Toil and tears

This Labour Day, spare a thought for the silent hands that build and drive our city

April 30, 2014 03:46 pm | Updated May 21, 2016 01:54 pm IST - delhi:

Metro Construction Workers at the site for upcoming Metro Station at Janpath. Photo: Monica Tiwari.

Metro Construction Workers at the site for upcoming Metro Station at Janpath. Photo: Monica Tiwari.

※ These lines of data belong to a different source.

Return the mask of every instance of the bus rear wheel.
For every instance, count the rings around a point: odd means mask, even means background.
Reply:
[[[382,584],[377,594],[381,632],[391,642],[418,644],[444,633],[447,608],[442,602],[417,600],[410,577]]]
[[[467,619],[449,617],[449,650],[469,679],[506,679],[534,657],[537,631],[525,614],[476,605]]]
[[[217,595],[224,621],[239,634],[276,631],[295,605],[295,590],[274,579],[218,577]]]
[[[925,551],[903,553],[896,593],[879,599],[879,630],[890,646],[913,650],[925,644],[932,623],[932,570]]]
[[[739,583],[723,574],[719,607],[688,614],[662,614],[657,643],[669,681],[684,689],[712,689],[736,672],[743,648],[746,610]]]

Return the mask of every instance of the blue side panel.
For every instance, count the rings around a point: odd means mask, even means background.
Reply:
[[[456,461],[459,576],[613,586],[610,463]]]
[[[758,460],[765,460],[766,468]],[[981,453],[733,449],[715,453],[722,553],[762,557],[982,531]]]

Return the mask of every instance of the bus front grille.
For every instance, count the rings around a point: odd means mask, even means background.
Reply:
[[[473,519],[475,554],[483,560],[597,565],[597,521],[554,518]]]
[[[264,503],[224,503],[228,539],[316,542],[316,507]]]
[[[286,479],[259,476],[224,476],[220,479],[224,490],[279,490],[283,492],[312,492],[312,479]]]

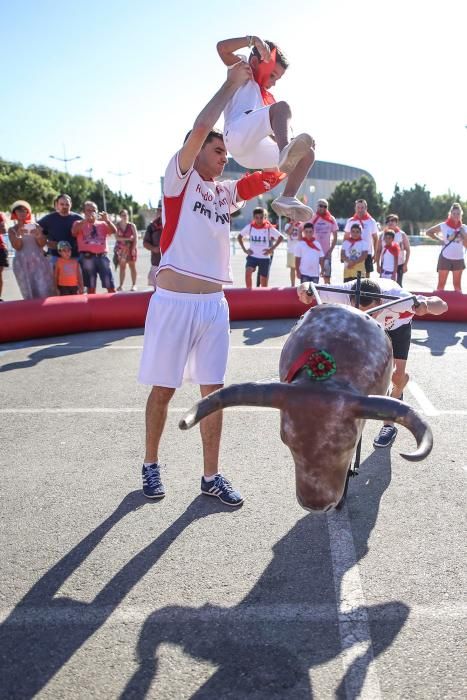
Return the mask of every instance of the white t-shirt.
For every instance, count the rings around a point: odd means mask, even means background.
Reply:
[[[310,248],[305,241],[299,241],[295,248],[295,257],[300,258],[300,274],[309,277],[319,277],[319,259],[324,257],[324,251],[318,241],[313,241],[318,248]]]
[[[364,241],[368,243],[367,250],[370,255],[373,255],[373,234],[378,234],[378,225],[376,221],[373,219],[372,216],[369,216],[368,219],[358,219],[355,216],[351,216],[350,219],[347,219],[347,223],[345,225],[345,233],[350,233],[350,228],[352,224],[360,224],[362,227],[362,238]]]
[[[462,242],[461,231],[464,235],[467,234],[467,226],[462,224],[458,229],[453,229],[446,223],[439,225],[441,233],[443,234],[443,248],[441,249],[441,254],[446,260],[463,260],[464,258],[464,244]],[[452,243],[449,243],[449,239],[454,235],[454,231],[457,231],[456,238]]]
[[[362,253],[368,253],[368,243],[362,238],[358,241],[348,239],[342,242],[342,252],[346,258],[349,258],[352,262],[358,260]],[[347,268],[347,263],[344,263],[344,267]],[[348,275],[350,277],[350,275]]]
[[[164,177],[164,228],[161,270],[208,282],[232,284],[230,269],[230,213],[236,203],[237,182],[201,179],[194,168],[182,175],[178,153]]]
[[[227,131],[229,125],[239,117],[243,117],[246,112],[262,107],[264,102],[258,83],[255,80],[248,80],[238,88],[224,108],[224,131]]]
[[[301,240],[303,224],[300,221],[290,221],[284,226],[284,233],[287,234],[287,252],[295,255],[297,243]]]
[[[243,238],[248,238],[248,248],[253,251],[250,253],[254,258],[270,258],[270,255],[265,255],[263,250],[270,248],[272,242],[278,236],[277,229],[273,227],[256,228],[252,224],[248,224],[240,231]]]
[[[355,282],[344,282],[344,284],[333,284],[333,287],[338,287],[339,289],[351,289]],[[384,328],[385,331],[394,331],[396,328],[410,323],[414,317],[413,312],[413,299],[408,299],[404,301],[404,297],[410,296],[410,292],[402,289],[397,282],[394,280],[385,279],[380,277],[378,279],[378,286],[382,294],[391,294],[395,297],[400,297],[401,302],[394,304],[394,306],[389,306],[387,309],[383,309],[376,316],[373,316],[375,321],[378,321],[380,326]],[[350,296],[347,294],[339,294],[338,292],[327,292],[326,290],[320,290],[319,295],[321,300],[329,304],[346,304],[350,305]],[[389,299],[381,299],[381,303],[390,301]]]

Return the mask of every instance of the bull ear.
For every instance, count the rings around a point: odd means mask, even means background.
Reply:
[[[428,457],[433,448],[433,433],[428,423],[408,404],[388,396],[358,396],[351,401],[356,418],[391,421],[410,430],[417,441],[417,449],[408,454],[401,452],[401,457],[410,462]]]
[[[198,401],[182,418],[178,427],[182,430],[192,428],[210,413],[229,406],[269,406],[281,409],[287,397],[297,392],[300,392],[298,387],[282,382],[232,384]]]

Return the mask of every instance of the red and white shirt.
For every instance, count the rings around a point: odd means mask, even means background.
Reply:
[[[228,131],[230,124],[247,112],[253,112],[264,107],[261,88],[256,80],[248,80],[238,88],[224,108],[224,131]]]
[[[315,238],[321,245],[324,254],[327,255],[331,247],[331,236],[333,233],[339,230],[337,221],[329,214],[328,216],[320,216],[315,214],[311,219],[313,224],[313,231],[315,232]]]
[[[169,269],[232,284],[230,213],[242,206],[236,199],[236,180],[205,181],[193,167],[182,174],[177,153],[164,177],[162,257],[157,274]]]
[[[324,257],[324,251],[317,240],[313,247],[306,241],[299,241],[295,249],[295,257],[300,258],[300,274],[308,277],[319,277],[319,261]]]
[[[360,224],[362,227],[362,238],[368,244],[368,253],[373,255],[373,234],[376,233],[376,235],[378,235],[379,233],[376,221],[369,214],[363,219],[359,219],[358,216],[351,216],[350,219],[347,219],[344,229],[345,233],[350,233],[352,224],[355,223]]]
[[[344,284],[334,284],[333,287],[351,289],[354,284],[355,282],[344,282]],[[400,297],[401,301],[394,304],[394,306],[382,309],[382,311],[374,315],[375,321],[378,321],[385,331],[395,331],[396,328],[410,323],[415,315],[413,312],[413,299],[405,299],[405,297],[410,296],[410,293],[402,289],[394,280],[385,279],[384,277],[378,279],[378,287],[381,289],[382,294]],[[350,296],[347,294],[320,290],[319,295],[321,300],[328,304],[346,304],[350,306]],[[386,301],[389,301],[389,299],[381,299],[381,303]]]

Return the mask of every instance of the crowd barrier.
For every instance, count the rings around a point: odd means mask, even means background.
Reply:
[[[152,292],[131,292],[3,302],[0,304],[0,342],[118,328],[142,328],[151,294]],[[467,294],[436,294],[448,303],[449,310],[442,316],[424,316],[424,320],[467,323]],[[225,296],[232,321],[297,318],[306,310],[291,287],[226,289]]]

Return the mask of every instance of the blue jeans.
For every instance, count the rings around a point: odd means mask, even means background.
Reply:
[[[104,289],[114,289],[115,282],[110,267],[110,260],[105,253],[80,253],[79,264],[83,271],[84,286],[96,288],[97,275]]]

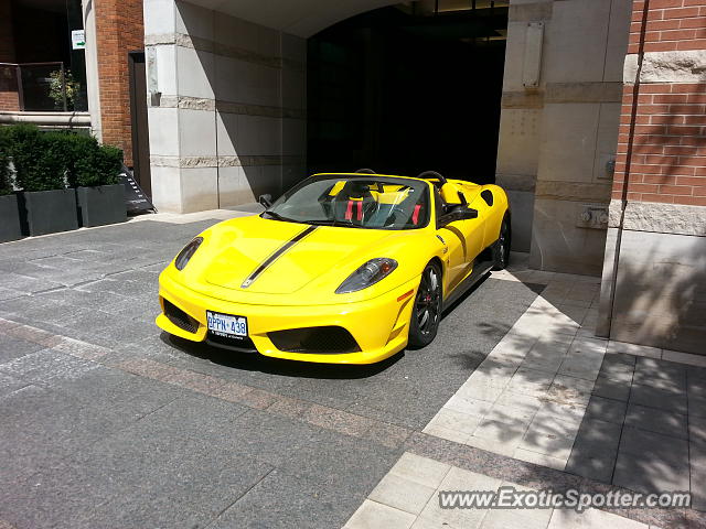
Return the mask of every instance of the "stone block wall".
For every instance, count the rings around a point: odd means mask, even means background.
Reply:
[[[706,354],[706,0],[635,0],[599,333]]]
[[[12,1],[0,0],[0,63],[14,63],[14,34],[12,31]],[[0,66],[0,111],[20,109],[17,72]]]
[[[306,41],[173,0],[145,6],[153,199],[194,212],[301,180]]]
[[[511,2],[496,181],[533,268],[600,274],[629,24],[628,0]]]

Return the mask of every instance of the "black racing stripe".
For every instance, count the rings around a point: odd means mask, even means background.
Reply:
[[[270,264],[272,264],[272,262],[275,262],[277,259],[279,259],[282,256],[282,253],[285,253],[287,250],[289,250],[292,246],[295,246],[301,239],[307,237],[309,234],[311,234],[319,226],[309,226],[307,229],[304,229],[303,231],[300,231],[293,238],[291,238],[287,242],[285,242],[271,256],[269,256],[267,259],[265,259],[259,267],[257,267],[255,270],[253,270],[253,272],[247,278],[245,278],[245,281],[243,281],[243,284],[240,285],[240,288],[242,289],[247,289],[250,284],[253,284],[255,282],[255,280],[265,270],[267,270],[269,268]]]

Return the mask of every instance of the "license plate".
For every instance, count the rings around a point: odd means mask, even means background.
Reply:
[[[218,336],[247,336],[247,317],[206,311],[208,331]]]

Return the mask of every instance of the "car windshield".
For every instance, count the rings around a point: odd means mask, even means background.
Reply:
[[[429,185],[394,176],[319,174],[287,192],[263,216],[353,228],[421,228],[429,223]]]

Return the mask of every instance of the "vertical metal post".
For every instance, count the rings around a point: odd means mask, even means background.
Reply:
[[[62,98],[64,99],[64,111],[68,110],[66,106],[66,73],[64,72],[64,63],[62,63]]]
[[[22,88],[22,66],[19,64],[14,68],[15,75],[18,76],[18,104],[20,106],[20,111],[24,111],[24,89]]]

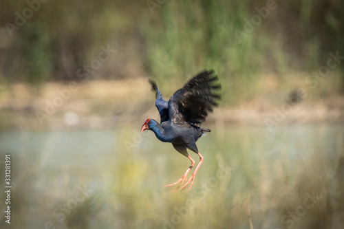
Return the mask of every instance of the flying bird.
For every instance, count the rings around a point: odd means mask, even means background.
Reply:
[[[141,132],[152,131],[158,140],[172,143],[177,151],[190,160],[191,165],[182,177],[165,186],[171,186],[179,184],[173,190],[175,191],[180,186],[180,190],[182,190],[190,184],[189,190],[204,160],[196,146],[196,142],[202,135],[211,131],[208,129],[201,128],[200,125],[206,120],[208,113],[213,111],[214,107],[218,106],[217,102],[221,98],[217,94],[221,88],[218,77],[214,74],[213,70],[204,70],[175,91],[169,102],[162,98],[157,84],[150,79],[149,82],[152,91],[155,92],[155,106],[160,115],[160,122],[148,118],[142,125]],[[189,179],[187,175],[195,163],[186,149],[200,157],[200,162]],[[185,184],[183,184],[184,182]]]

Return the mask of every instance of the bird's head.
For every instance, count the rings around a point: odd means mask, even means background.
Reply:
[[[142,127],[141,127],[141,132],[143,132],[147,129],[150,129],[151,124],[152,124],[152,121],[151,120],[151,119],[150,118],[147,119],[142,125]]]

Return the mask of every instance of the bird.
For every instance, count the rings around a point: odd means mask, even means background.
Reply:
[[[160,113],[160,122],[148,118],[141,127],[141,132],[146,130],[153,131],[159,140],[171,142],[177,151],[191,162],[191,165],[180,179],[164,186],[179,184],[173,192],[179,187],[183,190],[190,184],[188,188],[189,191],[203,162],[204,157],[198,151],[196,142],[201,136],[211,132],[210,129],[201,128],[200,126],[206,120],[208,113],[212,112],[213,108],[219,105],[221,96],[218,91],[221,89],[221,84],[218,80],[219,78],[213,69],[203,70],[177,90],[167,102],[164,100],[156,83],[149,79],[151,90],[155,93],[155,107]],[[189,179],[187,175],[195,162],[187,149],[200,157],[200,162]]]

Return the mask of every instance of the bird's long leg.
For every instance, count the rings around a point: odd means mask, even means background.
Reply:
[[[185,183],[185,184],[182,188],[180,188],[180,190],[185,188],[190,183],[190,182],[191,182],[191,184],[190,184],[190,187],[189,187],[188,191],[189,191],[190,188],[191,188],[191,186],[193,186],[193,181],[195,180],[195,177],[196,177],[197,171],[198,171],[198,168],[200,168],[200,167],[201,166],[201,164],[203,162],[203,160],[204,159],[204,157],[203,157],[203,156],[200,153],[200,152],[198,152],[198,155],[200,156],[200,162],[198,162],[198,164],[197,165],[197,167],[195,169],[195,171],[193,171],[193,175],[191,175],[190,179],[188,180],[186,183]]]
[[[183,182],[184,181],[186,180],[186,176],[188,175],[188,173],[189,172],[190,172],[190,171],[191,170],[191,168],[193,168],[193,166],[195,165],[195,160],[193,159],[192,159],[191,157],[190,157],[190,155],[188,155],[188,158],[191,161],[191,165],[190,166],[190,167],[188,168],[188,169],[186,169],[186,171],[185,172],[185,173],[184,173],[183,176],[182,177],[182,178],[180,178],[180,179],[178,179],[177,182],[174,182],[174,183],[172,183],[172,184],[166,184],[164,186],[164,188],[165,187],[169,187],[169,186],[172,186],[173,185],[175,185],[178,183],[180,183],[178,186],[177,188],[175,188],[172,192],[174,192],[175,190],[176,190],[182,184],[183,184]]]

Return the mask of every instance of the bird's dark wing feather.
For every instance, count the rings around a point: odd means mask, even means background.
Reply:
[[[205,70],[193,77],[185,85],[175,91],[169,101],[169,113],[174,123],[188,122],[200,124],[208,111],[218,105],[220,96],[215,94],[221,88],[214,71]]]
[[[169,104],[167,101],[165,101],[162,98],[155,82],[151,79],[149,79],[148,81],[151,85],[151,90],[155,92],[155,107],[160,115],[160,123],[167,121],[169,118]]]

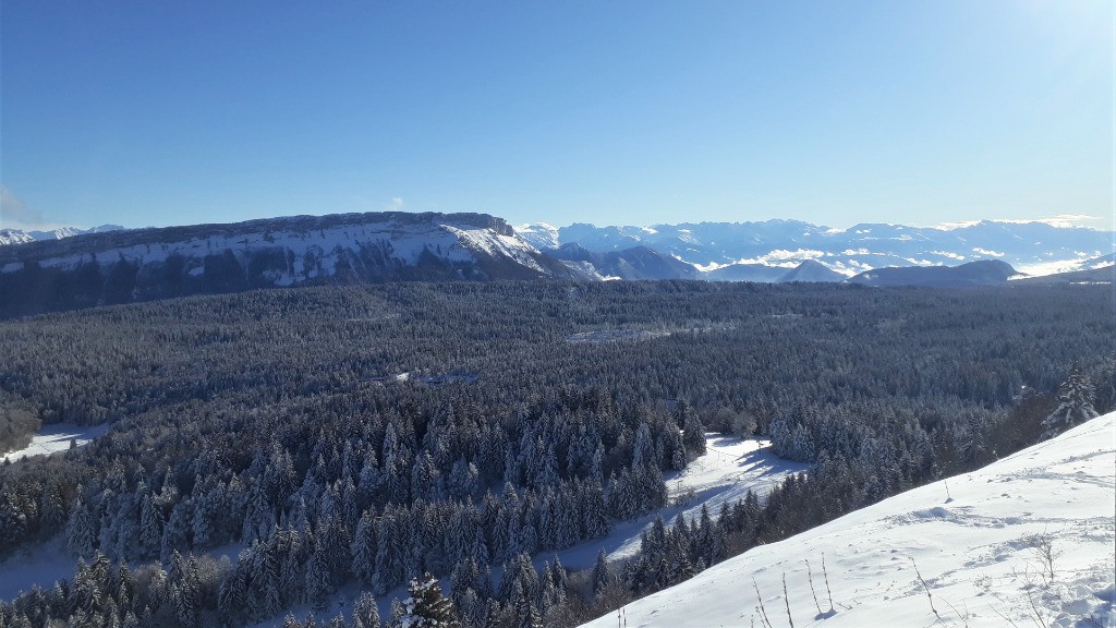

For more than 17 years, some 20,000 labourers, masons and architects toiled to build a mausoleum on the banks of the Yamuna in Agra. A separate colony was established for them near the site. It was called Mumtazabad. The monument they constructed is known as one of the wonders of the world, Taj Mahal. Shah Jahan’s abiding date with love. Yet nobody remembers any of the labours or the masons who left their own signature on the monument in the language they spoke. Some are in Arabic, others Persian, some in Devanagari. Yet nobody remembers them today. Taj is just remembered as an expression of an emperor’s love for the queen.

The mind goes back to those faceless labourers on this May Day which is often reduced to just a token celebration in many parts of the city. The labourers still sweat it out without practically any rights; be it the push-cart labourers in Khari Baoli or those glazed faces and sweat-covered bodies at constructions sites. It is not uncommon to see migrant labourers toiling away on the streets and markets of Delhi; men mixing the raw material at upcoming buildings, women leaving their little ones sleeping on a dirty sheet hung by the branches of a tree. Call it an improvised cradle, but it offers little comfort at this time of searing winds, scorching temperatures. Barring a handful like those who work at Metro Rail sites or those at designated places in New Delhi, most adults too usually work bare-headed, bare-footed. Accidents are frequent, compensations perfunctory. And life goes on, Labour Day or no Labour Day.

An IPL match might bring the city to a halt, a political rally might throw all plans by the wayside, but the silent toil of the labourers brings not a tear to anybody’s eyes. They are the creations you and I pretend not to see, yet they are the ones who build all the fancy malls, offices and residential apartments, and shift out as soon as they are complete, to live in another hole. Agony continues.